AKT is constitutively phosphorylated in Epo-independent HS2 cells

The survival protein AKT is a major downstream effector of the PI3K. In various Epo-independent erythroleukemic cell lines, AKT appears constitutively activated.9 34 To investigate whether the survival of HS2 cells was correlated to AKT constitutive activation, antibodies specific for AKT phosphorylated on serine 473 were used to analyze AKT phosphorylation. In Figure5A, AKT appeared phosphorylated in the 663 HS1 cells grown under normal conditions (2 U/mL of Epo). A very low level of phosphorylated AKT remained detectable in Epo and serum-starved cells but stimulation of these cells by 10 U/mL Epo for 30 minutes was sufficient to induce an optimal level of AKT phosphorylation. A 10 μM LY294002 treatment of these cells abolished this Epo-induced AKT activation. Western blot analyses with anti-AKT antibody showed similar levels of AKT protein in all samples. Thus, in the proliferating Epo-dependent HS1 proerythroblasts, AKT activation appeared as a cellular response to the cell stimulation by Epo and was PI3K dependent. In contrast, phosphorylation of AKT was detected in the absence of Epo in 606 HS2 cells as well as in serum-starved HS2 cells (Figure 5B). Moreover, addition of Epo (2 U/mL) in culture medium or stimulation of serum-starved HS2 cells by 10 U/mL Epo did not induce a significant change in the AKT phosphorylation level. This AKT phosphorylation was strictly dependent on a PI3K activity because it was abolished by treatment of cells with LY294002. These data indicate that the PI3K/AKT pathway is constitutively activated in HS2 cells, suggesting that AKT activation could participate in their survival and proliferation.

Fig. 5.

AKT is constitutively phosphorylated in HS2 cells.

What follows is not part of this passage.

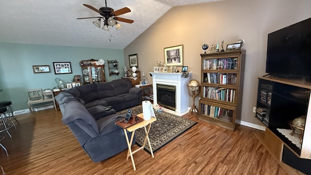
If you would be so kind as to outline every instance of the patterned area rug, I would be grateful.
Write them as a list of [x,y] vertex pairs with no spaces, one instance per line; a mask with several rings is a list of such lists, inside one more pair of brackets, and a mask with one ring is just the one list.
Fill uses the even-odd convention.
[[[133,114],[142,113],[141,105],[131,107],[130,109]],[[124,109],[117,113],[124,114],[126,111],[127,109]],[[148,135],[154,153],[197,123],[195,122],[165,112],[156,113],[156,121],[151,124]],[[137,130],[135,134],[136,144],[141,146],[146,136],[144,128]],[[148,142],[145,145],[144,150],[151,154]]]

(A) 663 HS1 cells were either grown in the presence of 2 U/mL Epo and 10% serum or starved in Epo and serum for 4 hours before being stimulated with 10 U/mL Epo and/or serum. 10 μM LY294002 was added during the last starvation hour. (B) 606 HS2 cells were either grown in the presence or absence of 2 U/mL Epo and 10% serum or starved in Epo and serum for 4 hours before being hyperstimulated by 10 U/mL Epo and/or serum. 10 μM LY294002 was added during the last starvation hour. Cell lysates were subjected to immunoblotting with anti–phospho-AKT (A, B upper panels) and anti-AKT (A, B lower panels) antibodies. The positions of phosphorylated AKT (P-AKT) and AKT were indicated.

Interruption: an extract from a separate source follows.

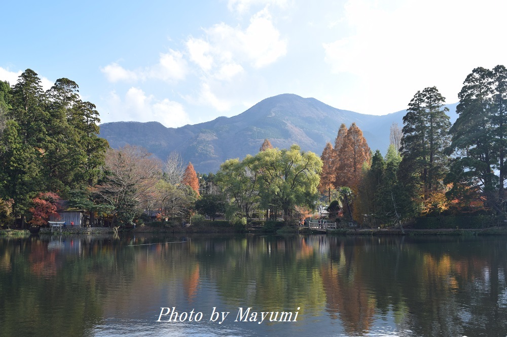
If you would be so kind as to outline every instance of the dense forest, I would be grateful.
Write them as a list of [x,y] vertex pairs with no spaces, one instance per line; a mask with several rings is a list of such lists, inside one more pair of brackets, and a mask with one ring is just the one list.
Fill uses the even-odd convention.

ERK1/2 MAPK pathway is constitutively activated in HS2 cells

The MAPK pathway is activated during the erythroid proliferation induced by Epo.35 36 This activation can be mediated by PI3K activation in association with Grb237 and Gab1. At first, we examined whether MAPKs play a role in the proliferation of HS1 and HS2 cells by testing the effects of the MAPK inhibitor U012638 on cell growth. The presence of 20 μM U0126 in culture medium decreased by more than 65% the proliferation of HS1 cells and the growth inhibition was complete when both 20 μM U0126 and 10 μM of LY294002 were added (Figure6A). The same inhibitory effect of U0126 either alone or in conjunction with LY294002 was observed on the proliferation of the HS2 cells (Figure 6B). These data indicate that MAPKs activities in addition to PI3K activities were required for the growth of HS1 and HS2 cells.

Fig. 6.

Active MAPKs are required for HS1 and HS2 cell proliferation.

(A) 663 HS1 cells and 606 HS2 cells (B) were treated or not treated with 20 μM of the MEK kinase inhibitor U0126 and/or 10 μM of the PI3K inhibitor LY294002 for the indicated times. The means and standard deviations were determined from 4 experiments.

To ascertain the role of MAPKs in cell proliferation, we searched for MAPK activity in extracts from HS1 and HS2 cells grown either in normal culture conditions or in Epo and/or serum-starvation conditions. MAPK activity was measured in anti–ERK1 immunoprecipitates using myelin basic peptide (MBP) as a substrate. MAPK activity was detected in extracts from HS1 cells stimulated by Epo (Figure7A). In extracts from HS2 cells, MAPK activity appeared evident even when cells were serum starved. Nevertheless, an increase in MAPK activity could be observed when HS2 cells were starved in serum before being stimulated by 10 U/mL Epo, revealing that an Epo-dependent activation of MAPKs can occur in addition to the constitutive MAPK activity.

Fig. 7.

ERK1 and ERK2 are constitutively phosphorylated in HS2 cells.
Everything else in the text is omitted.